Robinson strings students gear up for elite clinic

When Robinson Middle School’s orchestra applied to perform at the Midwest Clinic, a few things went wrong, said orchestra director Laura Carpenter.

With just a few days left before the entry deadline, the group needed both audio and video recordings of its performance. However, the equipment had technical difficulties, and the group filmed part of its audition on a cellphone.

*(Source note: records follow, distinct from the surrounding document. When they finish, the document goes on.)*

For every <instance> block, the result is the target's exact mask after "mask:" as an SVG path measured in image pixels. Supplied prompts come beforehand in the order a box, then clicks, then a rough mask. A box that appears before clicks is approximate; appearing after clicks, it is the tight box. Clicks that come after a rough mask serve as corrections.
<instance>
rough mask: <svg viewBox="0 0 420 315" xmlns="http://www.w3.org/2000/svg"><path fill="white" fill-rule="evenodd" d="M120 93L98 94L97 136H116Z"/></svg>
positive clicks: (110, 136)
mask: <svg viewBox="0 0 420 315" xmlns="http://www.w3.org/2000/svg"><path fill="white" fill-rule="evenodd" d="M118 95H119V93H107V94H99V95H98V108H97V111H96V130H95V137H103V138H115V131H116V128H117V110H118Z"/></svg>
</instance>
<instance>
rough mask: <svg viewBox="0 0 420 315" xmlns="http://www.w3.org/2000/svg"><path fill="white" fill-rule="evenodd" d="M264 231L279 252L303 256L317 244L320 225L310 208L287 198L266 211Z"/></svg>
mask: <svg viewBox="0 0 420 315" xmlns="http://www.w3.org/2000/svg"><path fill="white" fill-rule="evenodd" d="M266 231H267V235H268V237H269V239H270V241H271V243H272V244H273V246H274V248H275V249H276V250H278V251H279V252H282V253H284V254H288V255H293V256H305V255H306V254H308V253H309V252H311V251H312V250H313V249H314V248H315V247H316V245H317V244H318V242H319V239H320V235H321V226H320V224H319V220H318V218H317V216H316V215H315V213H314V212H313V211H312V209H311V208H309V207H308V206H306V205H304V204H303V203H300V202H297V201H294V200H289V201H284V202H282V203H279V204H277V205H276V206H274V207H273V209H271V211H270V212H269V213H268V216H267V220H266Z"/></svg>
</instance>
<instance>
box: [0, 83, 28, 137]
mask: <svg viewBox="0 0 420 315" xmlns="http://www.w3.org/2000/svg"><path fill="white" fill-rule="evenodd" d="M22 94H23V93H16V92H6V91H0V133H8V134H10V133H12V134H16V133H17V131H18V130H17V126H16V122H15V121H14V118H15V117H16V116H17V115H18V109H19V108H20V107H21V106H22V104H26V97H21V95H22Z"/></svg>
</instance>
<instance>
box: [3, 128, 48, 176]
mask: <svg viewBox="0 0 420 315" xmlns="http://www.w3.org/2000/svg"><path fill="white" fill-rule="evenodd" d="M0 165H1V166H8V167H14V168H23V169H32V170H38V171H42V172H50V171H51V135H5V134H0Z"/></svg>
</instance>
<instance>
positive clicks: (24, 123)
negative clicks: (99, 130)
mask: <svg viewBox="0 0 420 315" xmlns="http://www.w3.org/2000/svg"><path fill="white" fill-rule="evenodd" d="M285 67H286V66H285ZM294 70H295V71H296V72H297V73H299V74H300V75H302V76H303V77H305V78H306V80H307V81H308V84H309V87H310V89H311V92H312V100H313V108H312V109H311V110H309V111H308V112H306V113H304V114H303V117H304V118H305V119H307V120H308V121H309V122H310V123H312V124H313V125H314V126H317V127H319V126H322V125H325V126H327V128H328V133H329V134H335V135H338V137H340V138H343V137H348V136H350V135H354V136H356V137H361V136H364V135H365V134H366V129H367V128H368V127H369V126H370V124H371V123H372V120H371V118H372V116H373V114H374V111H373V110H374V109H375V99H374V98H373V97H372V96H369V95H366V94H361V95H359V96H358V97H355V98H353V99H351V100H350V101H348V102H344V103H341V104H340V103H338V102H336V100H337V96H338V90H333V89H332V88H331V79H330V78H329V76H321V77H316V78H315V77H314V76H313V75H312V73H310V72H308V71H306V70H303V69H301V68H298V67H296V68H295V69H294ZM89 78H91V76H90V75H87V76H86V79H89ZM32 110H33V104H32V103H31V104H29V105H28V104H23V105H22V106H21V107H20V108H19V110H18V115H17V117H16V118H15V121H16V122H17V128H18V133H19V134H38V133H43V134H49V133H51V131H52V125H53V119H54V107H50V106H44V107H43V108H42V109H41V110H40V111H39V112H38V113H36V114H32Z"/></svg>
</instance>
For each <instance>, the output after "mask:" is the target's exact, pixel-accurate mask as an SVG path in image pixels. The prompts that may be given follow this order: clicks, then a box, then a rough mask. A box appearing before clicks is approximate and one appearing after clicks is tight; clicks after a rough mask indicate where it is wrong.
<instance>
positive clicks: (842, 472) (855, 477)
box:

The orchestra had time to play its two pieces only once before school. They had to send their first take — the one in which a student threw up and the bell went off. The group overnighted its packet to meet the deadline.

Carpenter said she thought Robinson’s chances of making it were a long shot.

“When we got selected, it was just absolutely hilarious,” she said with a big laugh.

In December, a group of about 80 seventh- and eighth-graders will travel to Chicago for the Midwest Clinic, a prestigious international band and orchestra conference. About 16,000 people attend the clinic annually.

Of the nine orchestra groups selected, Robinson is the only middle school. At the conference, the orchestra will spend time receiving instruction, performing and listening to other groups.

For eighth-grader Brooke Talbott and her friends, the group they really want to see is the orchestra from China. When Talbott talked about the conference, her eyes got bigger.

“I’ve watched videos on YouTube, and I’m so excited about it,” she said.

The trip will cost each student about $1,000. The group is sponsoring a garage sale at Robinson today and plans to sell fireworks next week near Rock Road and Harry.

Fundraising for the trip is only part of the preparation, though. At the clinic, the orchestra has a 50-minute performance during which it will play 10 to 12 new pieces in a concert hall that seats 2,500 people.

Many of the songs will be at a ninth- or 10th-grade level, Carpenter said. She said the group spent three months on the two audition pieces, which were at the same level.

“That’s why we’re starting so early,” Carpenter said.

Students have practiced about every other week this summer. Once school starts, they will have extra practices in the evenings and on some Saturdays.

This week, as half the group rehearsed, students played in the warm music room with fans on and the doors open. The December conference will feel like quite a change, Carpenter said.

“We’ll go from the two extremes: practicing in the dripping sweat to performing in the bitter cold,” she said.

Robinson has attended the clinic twice before, in 1999 and 2004. After this year, though, Carpenter said she doesn’t think the group will reach the talent level to apply again because students in the district won’t start orchestra instruction until the sixth grade.

On Monday, the school board voted to tentatively approve the superintendent’s final budget proposal, which eliminated the fifth-grade strings program.

Carpenter said many of her students think the clinic is a competition, but she’s tried to explain that the competition was the recording they sent.

“We’ve been chosen,” she said. “We’re the elite now.”